Unlike the widely used serial number method in Ethereum, Aptos attempts to enhance the serial number method using anti-conflict serial numbers, allowing accounts to operate in parallel on the serial number window while still allowing users to control transaction ordering when necessary. Considering future implementations for more flexible and composable parallel account transactions.

Support for Different States of Management Nodes

In high-throughput blockchains, state synchronization between nodes can be CPU-intensive. Aptos supports a range of different state synchronization protocols. To support inexpensive full nodes, Aptos has a protocol that synchronizes transactions and their execution results signed by a quorum of validators, allowing nodes to skip computation at the cost of higher network throughput and directly update ledger state results from executed ledger states.

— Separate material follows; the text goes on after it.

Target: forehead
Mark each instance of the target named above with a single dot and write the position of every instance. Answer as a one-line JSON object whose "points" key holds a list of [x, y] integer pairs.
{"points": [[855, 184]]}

Unlike most blockchains that require downloading the blockchain to obtain the latest ledger, Aptos clients can use transaction accumulators to get the latest submitted transactions, and many previous transactions and ledgers can be pruned.

Upgradability

The development of blockchains is rapidly changing, from DeFi to NFTs to DAOs, with hot types constantly shifting. However, many underlying protocols struggle to make significant improvements after release, making it difficult for current networks to quickly adapt to the evolving web3 demands.

Aptos notes that some networks experienced downtime for hours when attempting significant upgrades, while others faced unexpected hard forks. Aptos manages validator management and configuration using on-chain states, facilitating community voting and rapid execution of upgrades, successfully executing multiple significant upgrades in the past few years without downtime, ensuring deployment is safe and reliable.

Funding Situation and Roadmap

On March 15, Aptos announced the completion of a $200 million funding round led by a16z, with participation from many well-known VCs such as Tiger Global, Katie Haun, Multicoin Capital, Three Arrows Capital, FTX Ventures, and Coinbase Ventures.

Subsequently, not only did Binance Labs announce an investment in Aptos Labs, but the payment giant PayPal also stated that it had participated in the investment, marking the first Layer 1 public chain project funded by PayPal Ventures. It is important to note that to maintain separation from Meta and ensure Aptos's independence, the project did not receive funding from Meta-related personnel.

According to the current roadmap of Aptos, the developer testnet will be launched in Q1 of this year, and developers can start building on the Aptos testnet from March 15. Collaborating with strategic partners and the web3 developer community while collecting feedback to improve the Move developer experience and the Move language.

In Q2, an incentivized testnet will be launched, providing a larger testing platform and collaborating with the node operator community to jointly operate a decentralized network. A bug bounty will be proposed to improve infrastructure and provide incentive mechanisms to protect network participants. It is worth noting that the difference between the development net and the test net is that the development net is primarily for trying out new ideas, while the test net is used to validate the results tested by core developers in preparation for the mainnet launch.

Aptos plans to launch the mainnet in Q3 of this year, with the next major version deployed to the Aptos mainnet from Q4 to Q1 of next year.

Currently, developers can build on the incentivized testnet, and the second phase of incentivized testing is about to begin, allowing users who meet the hardware requirements to run nodes and participate.

In terms of applications, Liquidswap, developed by Pontem, is the first decentralized exchange on the Aptos network. Pontem is a product development studio that claims it may also collaborate with Aptos to build development tools, EVM, AMM, and other DApps and infrastructure. In addition to Liquidswap, there is also the Fewcha wallet on Aptos. Moreover, Martian DAO is building various products for the Aptos ecosystem, including Martian Wallet and an NFT marketplace called Curiosity, which is worth paying attention to.